Dividendo i candidati in due gruppi, misuriamo se ci sia una differenza tra la performance elettorali di un gruppo, il che dimostrerebbe l’esistenza di un effetto. Nel grafico sottostante, possiamo osservare in maniera grafica come ogni candidato delle principali coalizioni abbia ottenuto un risultato elettorale migliore (Swing positivo) o peggiore (Swing negativo) del risultato nazionale della sua coalizione.

Attraverso questo grafico, possiamo già vedere come non ci sia un gruppo più in alto o più in basso dell’altro.
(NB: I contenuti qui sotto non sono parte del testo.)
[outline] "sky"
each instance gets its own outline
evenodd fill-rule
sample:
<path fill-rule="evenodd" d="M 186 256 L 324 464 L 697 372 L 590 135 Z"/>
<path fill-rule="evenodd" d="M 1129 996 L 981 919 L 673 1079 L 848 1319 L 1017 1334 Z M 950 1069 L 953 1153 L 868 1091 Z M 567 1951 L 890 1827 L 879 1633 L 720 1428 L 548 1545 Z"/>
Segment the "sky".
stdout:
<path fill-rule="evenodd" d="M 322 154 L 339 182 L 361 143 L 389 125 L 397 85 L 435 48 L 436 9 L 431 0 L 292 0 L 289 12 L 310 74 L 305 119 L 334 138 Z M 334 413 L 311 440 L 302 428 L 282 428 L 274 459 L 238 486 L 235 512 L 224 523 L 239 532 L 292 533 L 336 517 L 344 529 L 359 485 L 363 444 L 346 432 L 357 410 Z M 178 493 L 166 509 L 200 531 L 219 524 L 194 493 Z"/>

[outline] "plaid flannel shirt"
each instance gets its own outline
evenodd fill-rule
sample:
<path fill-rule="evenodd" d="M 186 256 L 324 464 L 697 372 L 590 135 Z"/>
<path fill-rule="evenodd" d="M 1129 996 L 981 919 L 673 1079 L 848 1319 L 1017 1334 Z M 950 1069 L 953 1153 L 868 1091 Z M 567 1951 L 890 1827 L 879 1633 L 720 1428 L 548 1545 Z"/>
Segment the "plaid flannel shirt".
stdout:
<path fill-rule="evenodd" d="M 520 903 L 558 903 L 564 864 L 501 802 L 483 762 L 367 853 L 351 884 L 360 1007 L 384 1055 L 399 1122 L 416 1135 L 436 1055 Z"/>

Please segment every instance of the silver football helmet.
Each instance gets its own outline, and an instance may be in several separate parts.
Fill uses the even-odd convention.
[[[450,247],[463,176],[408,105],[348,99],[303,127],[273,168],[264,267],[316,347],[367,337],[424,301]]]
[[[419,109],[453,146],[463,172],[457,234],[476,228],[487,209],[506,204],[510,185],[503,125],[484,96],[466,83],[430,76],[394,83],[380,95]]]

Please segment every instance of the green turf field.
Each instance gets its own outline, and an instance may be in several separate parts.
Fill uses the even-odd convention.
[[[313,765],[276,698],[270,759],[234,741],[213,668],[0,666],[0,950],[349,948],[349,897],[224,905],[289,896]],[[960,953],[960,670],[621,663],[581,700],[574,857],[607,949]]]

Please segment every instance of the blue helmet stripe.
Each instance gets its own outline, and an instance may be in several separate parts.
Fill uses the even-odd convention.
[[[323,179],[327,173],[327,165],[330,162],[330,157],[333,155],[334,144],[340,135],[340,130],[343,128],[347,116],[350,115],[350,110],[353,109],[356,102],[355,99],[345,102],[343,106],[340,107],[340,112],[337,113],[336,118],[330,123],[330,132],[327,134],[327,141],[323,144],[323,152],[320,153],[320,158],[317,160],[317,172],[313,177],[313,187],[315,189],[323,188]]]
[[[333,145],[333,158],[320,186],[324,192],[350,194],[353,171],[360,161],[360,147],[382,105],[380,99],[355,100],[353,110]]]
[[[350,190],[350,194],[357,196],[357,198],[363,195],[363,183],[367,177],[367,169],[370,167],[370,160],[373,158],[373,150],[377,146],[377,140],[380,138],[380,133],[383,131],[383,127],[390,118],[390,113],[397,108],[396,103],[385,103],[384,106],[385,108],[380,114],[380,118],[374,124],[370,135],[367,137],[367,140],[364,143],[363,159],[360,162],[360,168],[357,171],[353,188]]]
Tuttavia, è comunque possibile impiegare un test statistico per misurare il risultato. A prima vista, potrebbe sembrare che un candidato locale abbia una performance mediamente di mezzo punto percentuale migliore, ma questo effetto (in ogni caso trascurabile) non è significativo, dato che il valore p è pari a 0.86, ovvero c’è l’86% di probabilità che sia un effetto casuale.

  • Nato_Collegio[SI], coefficiente 0.1, p-value 0.86

 

Per riassumere quindi non ci sono differenze agli occhi degli elettori tra un candidato locale e uno non locale, a riprova del fatto che in un’epoca di sempre crescente polarizzazione politica la campagna elettorale si combatte più a livello nazionale che sul territorio.